MISSIONS, REASONS FOR

In the Peninsular war, for every Frenchman killed there was sent out by England the weight of a man in lead and eight times his weight in iron, not to speak of the cost in blood and treasure. In the Indian wars in this country it has sometimes cost on the average a million dollars to kill an Indian, while an average expenditure of $200 was spent in converting them. There is no lack of money nor means to compass the evangelization of the world within the present century if there were but the spirit of enterprise to dare and undertake for our Redeemer. Talleyrand boasted that he “kept his watch ten minutes ahead of the rest of mankind.” The Christian Church should surpass rather than be surpast by others in her enterprise. The time will come when disciples will look back to this age of missions with as much surprize as we now look back to those days when a learned prelate in the House of Lords, and a defender of orthodoxy too, could calmly argue against sending missionaries to the Orient! or as we contemplate with amazement speeches against the suppression of the slave-trade that have no interest to us except as fossils and petrifactions of an antediluvian era!—A. T. Pierson, Missionary Review of the World.

(2068)

MISSIONS, SUCCESSFUL

In the course of his cruising in the South Seas, Lord Byron (a cousin of the poet), landed on an island of which he thought he was the discoverer. Suddenly a canoe appeared. Instead of containing armed savages, its occupants were two noble-looking men, clothed in cotton shirts and very fine mats. They boarded the ship and presented a document from a missionary stating that they were native teachers employed in preaching the gospel to the people of the island. Lord Byron then went ashore. In the center of a wide lawn stood a spacious chapel, and neat native cottages peeped through the foliage of banana trees. On entering a cottage, he found on a table a portion of the New Testament in the native language.

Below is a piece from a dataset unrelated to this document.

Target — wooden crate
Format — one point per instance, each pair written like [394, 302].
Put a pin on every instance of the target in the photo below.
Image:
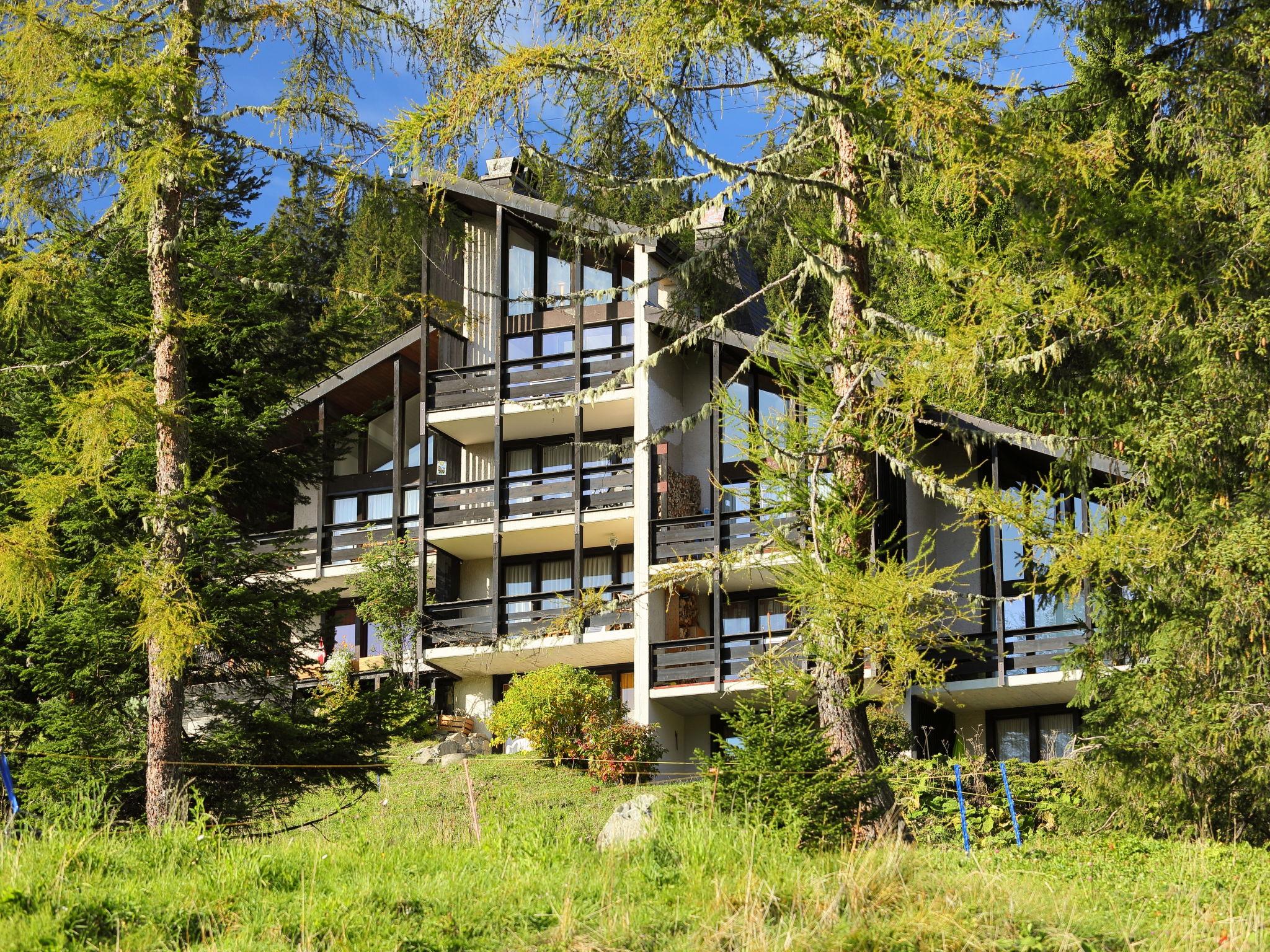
[455, 723]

This story of Lord Byron’s surprize visit was told at an overflow meeting in Exeter Hall at the anniversary of the Bible Society in 1836. When the speaker had concluded, a stranger arose and introduced himself to the audience as the missionary who had discovered the island, had made Christianity known to its people, and had translated the very portion of the Scripture which Lord Byron had found. It was John Williams, the heroic missionary of the London Missionary Society, whose noble work had drawn those savages from cannibalism and idolatry to the worship of the true God.